Siang itu sangat cerah. Tak berapa lama kemudian, saya lihat di perosotan air yang lain, seorang kakek yang sedang menemani anak dan cucunya berenang juga mencoba merosot dengan wajah ragu-ragu namun kemudian mencoba lagi dan tertawa riang bersama anak dan cucunya. Lalu berikutnya seorang ibu yang berukuran XL lainnya pun ikut mencoba merosot di perosotan air bersama anaknya. Lalu menyusul seorang ibu lainnya lagi.

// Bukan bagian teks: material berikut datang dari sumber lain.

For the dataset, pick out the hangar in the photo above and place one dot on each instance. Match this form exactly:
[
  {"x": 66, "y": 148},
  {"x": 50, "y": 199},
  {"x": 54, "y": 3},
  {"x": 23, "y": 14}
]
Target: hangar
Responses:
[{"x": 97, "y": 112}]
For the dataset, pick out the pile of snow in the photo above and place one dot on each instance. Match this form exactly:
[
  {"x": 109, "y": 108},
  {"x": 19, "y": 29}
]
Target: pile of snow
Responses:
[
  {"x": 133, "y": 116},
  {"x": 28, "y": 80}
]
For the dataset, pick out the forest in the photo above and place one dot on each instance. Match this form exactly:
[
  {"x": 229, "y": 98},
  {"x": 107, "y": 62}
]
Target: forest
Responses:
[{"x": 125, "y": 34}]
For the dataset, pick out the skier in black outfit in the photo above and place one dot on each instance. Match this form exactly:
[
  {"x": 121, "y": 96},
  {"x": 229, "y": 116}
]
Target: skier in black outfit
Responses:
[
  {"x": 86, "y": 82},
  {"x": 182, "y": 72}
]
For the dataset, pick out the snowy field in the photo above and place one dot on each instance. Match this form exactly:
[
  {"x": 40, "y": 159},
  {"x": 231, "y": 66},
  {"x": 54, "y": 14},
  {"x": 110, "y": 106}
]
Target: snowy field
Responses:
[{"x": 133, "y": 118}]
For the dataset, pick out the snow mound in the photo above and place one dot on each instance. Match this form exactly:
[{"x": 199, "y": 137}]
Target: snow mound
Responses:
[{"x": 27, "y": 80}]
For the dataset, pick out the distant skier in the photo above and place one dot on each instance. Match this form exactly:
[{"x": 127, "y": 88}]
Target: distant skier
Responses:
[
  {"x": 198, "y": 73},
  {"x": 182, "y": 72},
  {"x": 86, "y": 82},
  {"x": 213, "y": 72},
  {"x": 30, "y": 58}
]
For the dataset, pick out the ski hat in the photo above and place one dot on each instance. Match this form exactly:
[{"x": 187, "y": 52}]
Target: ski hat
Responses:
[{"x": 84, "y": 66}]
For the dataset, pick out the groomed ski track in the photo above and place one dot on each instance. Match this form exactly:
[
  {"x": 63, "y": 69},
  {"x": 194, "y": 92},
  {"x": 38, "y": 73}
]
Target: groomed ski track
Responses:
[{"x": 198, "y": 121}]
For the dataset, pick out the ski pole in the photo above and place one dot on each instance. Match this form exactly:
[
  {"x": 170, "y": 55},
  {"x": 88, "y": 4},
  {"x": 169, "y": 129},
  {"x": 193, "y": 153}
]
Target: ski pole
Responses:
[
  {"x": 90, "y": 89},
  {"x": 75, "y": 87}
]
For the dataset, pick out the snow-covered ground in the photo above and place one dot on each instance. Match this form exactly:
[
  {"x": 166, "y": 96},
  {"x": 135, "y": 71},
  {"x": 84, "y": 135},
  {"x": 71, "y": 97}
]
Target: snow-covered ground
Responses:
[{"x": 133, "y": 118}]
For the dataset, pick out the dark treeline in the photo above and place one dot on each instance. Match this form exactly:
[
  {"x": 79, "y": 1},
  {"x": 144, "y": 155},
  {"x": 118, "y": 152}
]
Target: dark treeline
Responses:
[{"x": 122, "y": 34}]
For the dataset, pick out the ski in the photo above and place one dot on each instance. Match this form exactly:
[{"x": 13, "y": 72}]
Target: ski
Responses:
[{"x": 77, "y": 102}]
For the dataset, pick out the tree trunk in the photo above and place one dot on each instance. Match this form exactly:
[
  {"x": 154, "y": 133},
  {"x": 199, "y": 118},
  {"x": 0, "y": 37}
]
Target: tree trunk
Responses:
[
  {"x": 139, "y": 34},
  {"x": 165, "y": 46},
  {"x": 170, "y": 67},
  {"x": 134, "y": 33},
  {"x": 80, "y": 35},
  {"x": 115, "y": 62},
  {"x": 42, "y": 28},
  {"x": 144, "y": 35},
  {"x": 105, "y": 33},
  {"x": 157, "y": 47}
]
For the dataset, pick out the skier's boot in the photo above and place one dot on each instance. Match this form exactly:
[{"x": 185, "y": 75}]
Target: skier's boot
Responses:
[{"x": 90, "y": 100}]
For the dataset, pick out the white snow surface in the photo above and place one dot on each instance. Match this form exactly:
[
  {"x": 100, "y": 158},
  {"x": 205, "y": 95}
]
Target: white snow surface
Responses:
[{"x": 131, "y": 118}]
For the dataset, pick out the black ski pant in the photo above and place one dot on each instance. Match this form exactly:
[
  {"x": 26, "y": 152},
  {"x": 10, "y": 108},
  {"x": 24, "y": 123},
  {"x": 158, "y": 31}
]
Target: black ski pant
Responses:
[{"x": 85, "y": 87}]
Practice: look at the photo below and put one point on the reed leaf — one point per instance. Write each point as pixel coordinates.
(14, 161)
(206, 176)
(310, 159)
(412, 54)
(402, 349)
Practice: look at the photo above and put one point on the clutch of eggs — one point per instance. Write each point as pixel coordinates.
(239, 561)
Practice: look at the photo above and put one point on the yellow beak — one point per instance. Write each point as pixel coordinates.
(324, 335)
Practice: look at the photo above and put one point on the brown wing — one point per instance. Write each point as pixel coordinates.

“Lihat, Ma!. Mama sudah ngasih inspiration pada Mama-Mama gendut lainnya untuk bermain prosotan air!” Anak saya meledek saya. Saya tertawa. Entahlah kebenarannya. Tadi berjam-jam sebelum saya merosot memang belum ada ibu-ibu yang bermain prosotan air. Entah suatu kebetulan atau tidak. Sungguh siang yang sangat menyenangkan. Bermain air bersama anak-anak di dalam kolam renang!. “Siapa yang bilang kalau sudah jadi Mama, orang harus berhenti main prosotan air? “ tanyanya.

Sambil merosot, saya memikirkan jawaban atas pertanyaan itu. Mengapa orang dewasa berhenti melakukan prosotan dan hal hal menyenangkan lainnya di masa kanak-kanak? Saya rasa jawabannya memang pada hal-hal yang menghambat saya di atas itu. Yakni masalah kekhawatiran baik akan keselamatan ataupun pencitraan diri. Orang dewasa telah terlalu banyak mengalami, membayangkan ataupun melihat hal hal buruk. Hal ini membuat mereka jika menjadi lebih hati-hati dan khawatir akan segala resiko. Demikian juga dengan image. Mereka cenderung untuk menyelaraskan diri dengan norma yang berlaku umum di dalam masyarakatnya. Sehingga kekhawatirannya akan cedera atau pandangan buruk oleh orang sekitar menjadi penting. Safety & image!. Sementara anak-anak tidak pernah memikirkan itu. Mereka tidak perduli dengan masalah pencitraan diri. Mereka pun belum banyak memahami potensi bahaya dan cedera, sehingga aktifitasnya sangat didorong oleh keinginannya yang murni untuk bergerak dan menikmati hidup.
Ya, benar!. Jadi sebuah pertanyaan yang sungguh valid “Siapa yang bilang bahwa usia membatasi kita untuk tidak bermain prosotan air dan berhenti bersenang senang menikmati hidup?’.